Hotel Impossible is a reality television program from Travel Channel in which struggling non-chain hotels receive an extensive makeover by veteran hotel operator and hospitality expert Anthony Melchiorri and his team. The show premiered on April 9, 2012, and ended on November 13, 2017. After airing seven seasons, the series launched a spin-off series called Hotel Impossible: Showdown in which four hoteliers of a pre-selected region that visit and judge each other's establishments for the highest ranking and a prize of $25,000. During season 8, another spin-off series called Hotel Impossible: Five Star Secrets began airing. In it, Melchiorri visits luxury resorts, learns what makes them special, and awards a $5,000 super tip to a deserving staff member. The show was not renewed for a new season in 2018 and is "no longer in active production".

Premise 
Each episode featured a particular hotel (always independent of a major chain or hotel system) struggling with problems and not living up to its full potential. Twenty-plus year veteran hotelier Anthony Melchiorri secretly scouts each hotel and identifies the property's most urgent issues. He meets with staff, including front desk clerks, housekeeping staff, the maintenance team, and the owners themselves, to determine the key operation failures. Some owners risk losing their hotels if Melchiorri's innovations don't work. After devising a plan for physical, cosmetic, and procedural changes with his designer (usually Casey Noble or former Design Star contestant Blanche Garcia), Melchiorri works to revamp the hotel and its usually biggest problem—the hotel owners themselves.

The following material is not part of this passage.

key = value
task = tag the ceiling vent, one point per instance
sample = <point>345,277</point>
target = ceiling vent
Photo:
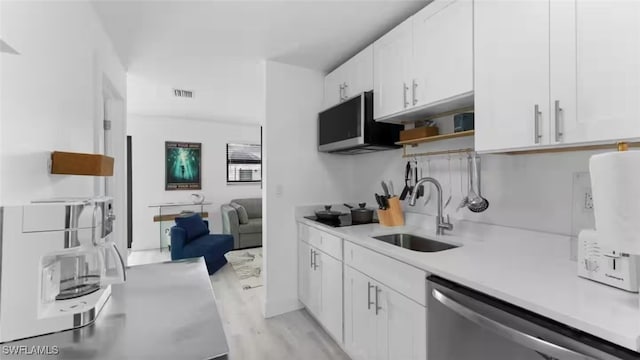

Hotel Impossible was renewed for a second season by the Travel Channel in September 2012. A special titled After Anthony aired on February 4, 2013, reviewing the hotels visited in the first season. The third season debuted on August 12, 2013. In January 2014, before the fourth season debuted, a series of six half-hour follow-up episodes titled Hotel Impossible Undercover revisited individual hotels from previous seasons. The fourth season debuted January 27, 2014, the fifth season on October 7, 2014.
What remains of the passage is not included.